A study last fall by the USDA concluded that when sales to restaurants and stores were factored in, the local food industry was four times bigger than in any previous count, upward of $4.8 billion.

“How you make it pay is to get closer to the customer,”said Michael Duffy, a professor of economics at Iowa State University, capsuling the advice he gives to new farmers in the Midwest.

Duffy says the local food system is increasingly going its own way. “Many larger local farms hire Hispanic workers, but at more farm stands and markets, buying local also means, in subtle or not so subtle ways, buying native.”

“A byproduct of local food is that local hands are more likely to be producing, harvesting, packing and marketing it, especially for new farmers on small-scale farms,”said Dawn Thilmany McFadden, an agricultural economist at Colorado State University who is part of a leadership team for a training program for beginning farmers.

Johnson points out that Hispanics who had worked as low-wage laborers are now becoming entrepreneurs.

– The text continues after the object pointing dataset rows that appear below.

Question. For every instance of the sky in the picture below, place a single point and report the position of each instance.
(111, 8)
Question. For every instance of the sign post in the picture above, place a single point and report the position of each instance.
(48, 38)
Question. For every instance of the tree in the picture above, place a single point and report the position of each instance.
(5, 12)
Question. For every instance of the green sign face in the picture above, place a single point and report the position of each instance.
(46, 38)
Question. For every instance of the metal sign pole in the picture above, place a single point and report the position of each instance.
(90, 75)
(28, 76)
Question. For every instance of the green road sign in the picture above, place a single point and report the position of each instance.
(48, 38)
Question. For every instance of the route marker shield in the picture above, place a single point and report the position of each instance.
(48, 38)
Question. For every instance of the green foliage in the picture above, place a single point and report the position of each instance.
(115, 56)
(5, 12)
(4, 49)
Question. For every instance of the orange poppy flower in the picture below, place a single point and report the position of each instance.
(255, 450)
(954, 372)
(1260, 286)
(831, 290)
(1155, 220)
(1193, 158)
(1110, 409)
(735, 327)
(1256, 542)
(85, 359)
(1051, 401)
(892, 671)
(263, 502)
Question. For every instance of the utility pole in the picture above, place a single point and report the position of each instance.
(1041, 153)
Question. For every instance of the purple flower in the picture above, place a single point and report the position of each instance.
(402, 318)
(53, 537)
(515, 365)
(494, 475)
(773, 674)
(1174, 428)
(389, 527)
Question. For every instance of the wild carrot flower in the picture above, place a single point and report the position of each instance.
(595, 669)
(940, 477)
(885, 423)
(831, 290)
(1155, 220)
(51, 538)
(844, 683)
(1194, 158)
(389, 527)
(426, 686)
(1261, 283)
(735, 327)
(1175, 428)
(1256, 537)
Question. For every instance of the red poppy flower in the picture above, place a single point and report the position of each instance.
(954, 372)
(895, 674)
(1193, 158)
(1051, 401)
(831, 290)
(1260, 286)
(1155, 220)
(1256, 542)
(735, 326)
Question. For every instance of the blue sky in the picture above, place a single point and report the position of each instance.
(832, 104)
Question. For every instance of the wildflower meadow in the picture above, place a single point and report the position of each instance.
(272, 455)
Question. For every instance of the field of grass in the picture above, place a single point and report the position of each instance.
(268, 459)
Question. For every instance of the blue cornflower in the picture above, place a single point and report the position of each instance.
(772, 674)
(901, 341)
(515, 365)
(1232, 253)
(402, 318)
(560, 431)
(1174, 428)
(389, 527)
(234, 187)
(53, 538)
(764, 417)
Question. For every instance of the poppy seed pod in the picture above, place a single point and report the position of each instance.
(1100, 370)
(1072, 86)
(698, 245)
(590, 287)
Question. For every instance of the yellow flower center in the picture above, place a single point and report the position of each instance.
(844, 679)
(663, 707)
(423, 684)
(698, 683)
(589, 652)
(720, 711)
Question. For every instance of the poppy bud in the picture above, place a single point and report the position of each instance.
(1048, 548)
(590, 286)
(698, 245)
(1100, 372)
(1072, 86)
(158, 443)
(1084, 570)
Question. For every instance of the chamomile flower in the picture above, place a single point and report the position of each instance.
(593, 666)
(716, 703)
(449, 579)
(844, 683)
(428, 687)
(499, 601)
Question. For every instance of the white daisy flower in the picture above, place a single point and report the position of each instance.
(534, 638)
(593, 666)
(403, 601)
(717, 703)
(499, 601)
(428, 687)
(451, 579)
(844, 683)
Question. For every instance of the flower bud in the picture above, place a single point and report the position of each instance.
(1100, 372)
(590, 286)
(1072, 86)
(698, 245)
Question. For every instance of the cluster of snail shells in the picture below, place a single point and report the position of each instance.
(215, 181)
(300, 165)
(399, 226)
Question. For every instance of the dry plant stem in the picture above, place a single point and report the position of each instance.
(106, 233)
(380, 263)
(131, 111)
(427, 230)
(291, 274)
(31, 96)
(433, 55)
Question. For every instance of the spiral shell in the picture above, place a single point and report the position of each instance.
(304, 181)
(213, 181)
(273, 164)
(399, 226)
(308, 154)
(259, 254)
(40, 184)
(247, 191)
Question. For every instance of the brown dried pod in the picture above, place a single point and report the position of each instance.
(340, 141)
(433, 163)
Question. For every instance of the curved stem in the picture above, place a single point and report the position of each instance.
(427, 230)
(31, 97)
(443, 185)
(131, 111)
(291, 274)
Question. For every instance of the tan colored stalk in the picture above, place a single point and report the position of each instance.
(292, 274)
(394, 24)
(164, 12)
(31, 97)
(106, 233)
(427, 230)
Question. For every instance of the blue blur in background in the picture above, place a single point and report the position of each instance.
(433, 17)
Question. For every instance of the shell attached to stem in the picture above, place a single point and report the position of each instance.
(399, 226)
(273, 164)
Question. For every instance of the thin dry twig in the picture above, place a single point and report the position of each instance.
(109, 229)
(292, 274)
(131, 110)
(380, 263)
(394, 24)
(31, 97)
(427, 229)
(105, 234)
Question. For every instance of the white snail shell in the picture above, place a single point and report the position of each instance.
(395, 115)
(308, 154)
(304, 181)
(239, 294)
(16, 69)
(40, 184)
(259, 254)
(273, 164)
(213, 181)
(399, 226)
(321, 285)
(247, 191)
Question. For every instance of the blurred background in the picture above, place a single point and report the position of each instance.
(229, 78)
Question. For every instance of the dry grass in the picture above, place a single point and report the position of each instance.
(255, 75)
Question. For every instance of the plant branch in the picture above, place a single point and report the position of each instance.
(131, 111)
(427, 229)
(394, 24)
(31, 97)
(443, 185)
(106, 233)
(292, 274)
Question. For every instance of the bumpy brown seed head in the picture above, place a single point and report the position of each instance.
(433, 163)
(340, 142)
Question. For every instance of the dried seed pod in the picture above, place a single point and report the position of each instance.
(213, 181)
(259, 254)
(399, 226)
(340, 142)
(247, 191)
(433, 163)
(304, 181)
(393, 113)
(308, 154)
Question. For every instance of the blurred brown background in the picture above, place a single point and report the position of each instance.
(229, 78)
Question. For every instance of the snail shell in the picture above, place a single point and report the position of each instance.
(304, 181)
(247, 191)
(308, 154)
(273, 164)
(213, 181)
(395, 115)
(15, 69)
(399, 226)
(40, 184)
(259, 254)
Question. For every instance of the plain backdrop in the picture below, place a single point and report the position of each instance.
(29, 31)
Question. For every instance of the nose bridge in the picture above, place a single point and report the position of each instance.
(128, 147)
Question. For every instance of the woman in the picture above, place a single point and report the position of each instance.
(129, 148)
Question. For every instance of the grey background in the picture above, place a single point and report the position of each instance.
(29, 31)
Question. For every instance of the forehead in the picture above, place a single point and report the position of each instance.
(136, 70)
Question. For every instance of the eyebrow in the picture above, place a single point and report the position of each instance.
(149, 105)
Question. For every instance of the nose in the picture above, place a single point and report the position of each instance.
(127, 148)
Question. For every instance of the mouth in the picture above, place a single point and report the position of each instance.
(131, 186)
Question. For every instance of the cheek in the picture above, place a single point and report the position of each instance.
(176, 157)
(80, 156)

The Future is LocalViva Farms, a nonprofit group north of Seattle assists potential farmers in getting started by providing help with language training, start-up loans, marketing and distribution support, education, training and technical assistance, land, equipment and infrastructure.

“We work harder now,”said Misael Morales, 35, describing the main difference between life as a farm laborer and as an entrepreneur.

Last year Morales and his brother began farming a one-acre plot at Viva Farms. They grow lettuce for markets and restaurants in Seattle. Morales came to the U.S. from Mexico as a teenager.

A small farm called C’est Naturelle located in Oregon City, Oregon, offers one-stop shopping services: “community-supported agriculture subscriptions to supply a family a full diet of food from one place, from eggs and butter to beef and greens.”

Jenny and Alex Smith, both 25, left their “boring” jobs in Seattle to become farmers on a tiny plot about an hour north of Seattle.

“They live in a recreational vehicle with no television or Internet service, and hope to break even this year, earning perhaps $1,600 a month through farmers’ markets and subscriptions for weekly produce packages, so far mostly from friends and family.”

Growing food locally and purchasing food from small, local farms is the only way to end the global dominance of huge, corporate owned factory farms where food is contaminated by scores of toxic chemical pesticides, GMO crops, and the unlimited and unregulated use of antibiotics and hormones in farm animals that poisons cheese, milk and meat.